Confinement : Consentir à notre intranquilité
Je ne sais comment vous êtes, mais j’ai toujours été fatiguée, par une certaine pensée dite positive : « malgré les soucis, les difficultés, les drames, soyez positif ». Avec des mantras empruntés à de magnifiques écrivains, mais sortis de tout contexte, comme « Fais de ta vie un rêve et d’un rêve une réalité », d’Antoine de Saint-Exupery. Ou encore dans le journal d’Anne Frank « Je ne pense pas à toute la misère, je pense à la beauté qui reste. » Même Nelson Mandela est mis à contribution : « Je ne perds jamais. Soit je gagne, soit j’apprends. »
Mon tempérament intranquille depuis bien longtemps m’a rendu assez étrangère à ces formules. En ces semaines, la vie bien réelle de nous tous apporte d’ailleurs une forme de démenti à cette autosuggestion du « sois positif ». Ne nous faut-il pas plutôt consentir à des « sentiments négatifs » ? Accepter que nous soyons traversés par l’inquiétude, la tristesse ou le chagrin, l’anxiété. Comment en effet pourrait-il en être autrement en entendant la course hurlante des véhicules de secours ? En écoutant, y compris avec parcimonie, les infos. En prenant des nouvelles de proches ou de collègues, malades. Et surtout en pensant à toute la détresse que nous ne pouvons rejoindre.
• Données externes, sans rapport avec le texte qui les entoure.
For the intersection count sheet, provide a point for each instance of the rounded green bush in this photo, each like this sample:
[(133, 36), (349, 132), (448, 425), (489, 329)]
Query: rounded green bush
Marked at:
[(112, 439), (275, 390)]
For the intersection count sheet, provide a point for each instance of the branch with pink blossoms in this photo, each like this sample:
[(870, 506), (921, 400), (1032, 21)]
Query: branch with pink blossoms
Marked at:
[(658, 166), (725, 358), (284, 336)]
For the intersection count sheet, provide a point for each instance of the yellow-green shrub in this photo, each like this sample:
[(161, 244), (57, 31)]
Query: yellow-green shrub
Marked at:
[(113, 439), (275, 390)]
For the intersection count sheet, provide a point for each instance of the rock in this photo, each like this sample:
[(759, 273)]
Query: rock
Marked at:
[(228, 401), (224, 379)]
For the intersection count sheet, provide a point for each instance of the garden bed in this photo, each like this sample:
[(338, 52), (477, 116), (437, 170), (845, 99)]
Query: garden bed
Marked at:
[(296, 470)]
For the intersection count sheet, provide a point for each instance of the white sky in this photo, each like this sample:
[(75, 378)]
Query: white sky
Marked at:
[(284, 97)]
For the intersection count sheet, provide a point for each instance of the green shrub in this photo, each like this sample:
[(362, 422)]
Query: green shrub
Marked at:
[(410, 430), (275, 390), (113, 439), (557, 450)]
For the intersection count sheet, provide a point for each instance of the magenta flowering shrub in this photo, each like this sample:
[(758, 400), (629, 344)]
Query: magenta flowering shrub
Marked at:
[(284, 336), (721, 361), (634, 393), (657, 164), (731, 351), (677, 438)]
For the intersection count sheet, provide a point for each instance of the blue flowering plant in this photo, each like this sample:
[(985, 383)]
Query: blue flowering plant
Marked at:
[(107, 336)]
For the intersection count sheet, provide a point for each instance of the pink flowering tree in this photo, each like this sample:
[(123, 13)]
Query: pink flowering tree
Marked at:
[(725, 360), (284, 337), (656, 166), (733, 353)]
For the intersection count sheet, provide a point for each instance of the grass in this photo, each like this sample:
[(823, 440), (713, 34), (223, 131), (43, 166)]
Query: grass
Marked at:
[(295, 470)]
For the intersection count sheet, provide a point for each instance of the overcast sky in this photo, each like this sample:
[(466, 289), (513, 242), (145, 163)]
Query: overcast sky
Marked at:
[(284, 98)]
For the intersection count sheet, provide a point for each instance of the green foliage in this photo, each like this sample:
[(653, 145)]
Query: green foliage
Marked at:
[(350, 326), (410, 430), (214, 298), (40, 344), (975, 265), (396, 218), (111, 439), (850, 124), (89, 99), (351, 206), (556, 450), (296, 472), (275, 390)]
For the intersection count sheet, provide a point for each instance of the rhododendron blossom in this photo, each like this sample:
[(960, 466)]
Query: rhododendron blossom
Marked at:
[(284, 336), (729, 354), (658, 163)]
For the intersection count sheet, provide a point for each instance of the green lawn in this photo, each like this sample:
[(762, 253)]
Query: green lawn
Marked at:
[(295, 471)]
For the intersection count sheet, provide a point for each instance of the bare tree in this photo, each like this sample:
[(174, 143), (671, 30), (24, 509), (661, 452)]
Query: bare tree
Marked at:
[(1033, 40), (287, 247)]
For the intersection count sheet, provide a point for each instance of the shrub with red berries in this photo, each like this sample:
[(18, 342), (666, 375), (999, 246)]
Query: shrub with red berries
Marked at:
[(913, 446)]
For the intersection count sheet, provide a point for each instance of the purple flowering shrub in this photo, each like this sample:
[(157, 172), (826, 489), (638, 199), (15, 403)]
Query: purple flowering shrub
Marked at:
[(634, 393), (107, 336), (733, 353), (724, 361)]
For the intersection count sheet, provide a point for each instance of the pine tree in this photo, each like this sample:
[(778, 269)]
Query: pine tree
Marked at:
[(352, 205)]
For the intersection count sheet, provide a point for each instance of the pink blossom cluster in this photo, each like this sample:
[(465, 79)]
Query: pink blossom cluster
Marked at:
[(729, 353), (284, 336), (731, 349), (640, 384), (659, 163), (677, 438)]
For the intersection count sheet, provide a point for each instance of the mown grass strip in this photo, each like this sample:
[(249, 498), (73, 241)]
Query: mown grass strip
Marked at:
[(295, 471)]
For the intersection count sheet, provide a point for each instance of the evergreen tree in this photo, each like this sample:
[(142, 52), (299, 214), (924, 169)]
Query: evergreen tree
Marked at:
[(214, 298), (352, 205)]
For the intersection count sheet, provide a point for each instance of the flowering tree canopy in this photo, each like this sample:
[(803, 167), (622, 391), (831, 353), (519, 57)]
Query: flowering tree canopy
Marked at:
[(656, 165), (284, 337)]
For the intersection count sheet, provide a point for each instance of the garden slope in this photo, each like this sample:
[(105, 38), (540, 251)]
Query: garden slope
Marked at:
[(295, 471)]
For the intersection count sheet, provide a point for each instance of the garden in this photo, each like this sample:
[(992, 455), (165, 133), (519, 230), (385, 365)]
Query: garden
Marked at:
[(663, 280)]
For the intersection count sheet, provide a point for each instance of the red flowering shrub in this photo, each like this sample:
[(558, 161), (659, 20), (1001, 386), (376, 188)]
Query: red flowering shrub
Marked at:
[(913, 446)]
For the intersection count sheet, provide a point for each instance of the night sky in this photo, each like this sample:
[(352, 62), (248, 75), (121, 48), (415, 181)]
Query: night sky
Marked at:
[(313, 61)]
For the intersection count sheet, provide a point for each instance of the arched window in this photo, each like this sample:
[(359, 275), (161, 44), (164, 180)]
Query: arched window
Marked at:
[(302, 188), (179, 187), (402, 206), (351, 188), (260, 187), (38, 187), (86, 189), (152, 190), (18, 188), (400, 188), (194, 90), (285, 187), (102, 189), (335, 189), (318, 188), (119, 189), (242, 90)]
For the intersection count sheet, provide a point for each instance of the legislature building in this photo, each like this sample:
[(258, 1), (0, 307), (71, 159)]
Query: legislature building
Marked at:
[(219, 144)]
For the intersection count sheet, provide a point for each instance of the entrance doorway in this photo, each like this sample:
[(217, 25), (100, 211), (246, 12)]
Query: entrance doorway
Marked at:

Compte alors peut-être de nous tenir à l’égale distance d’une anxiété que l’on voudrait à tout prix nier comme d’une angoisse qui nous envahirait. L’intranquillité du souci, de l’inquiétude active pour autrui, ce n’est pas cultiver l’anxiété. Car celle-ci, comme une forme de pensée positive, peut relever de la pensée magique. Comme si nous nous disions : « Si j’y pense très fort, ce que je redoute ne va pas se produire… » Mais le virus se moque de notre pensée positive comme anxieuse. Ces pensées n’agissent pas sur les événements. Croire le contraire entretient encore cette illusion d’une toute-puissance qui nous aura fait tant de mal. Je nous souhaite de simplement consentir aux sentiments qui nous traversent, à notre intranquillité pour l’autre, croyant profondément que la paix qui vient de notre Dieu se donne en ce lieu même, durant tous ces jours.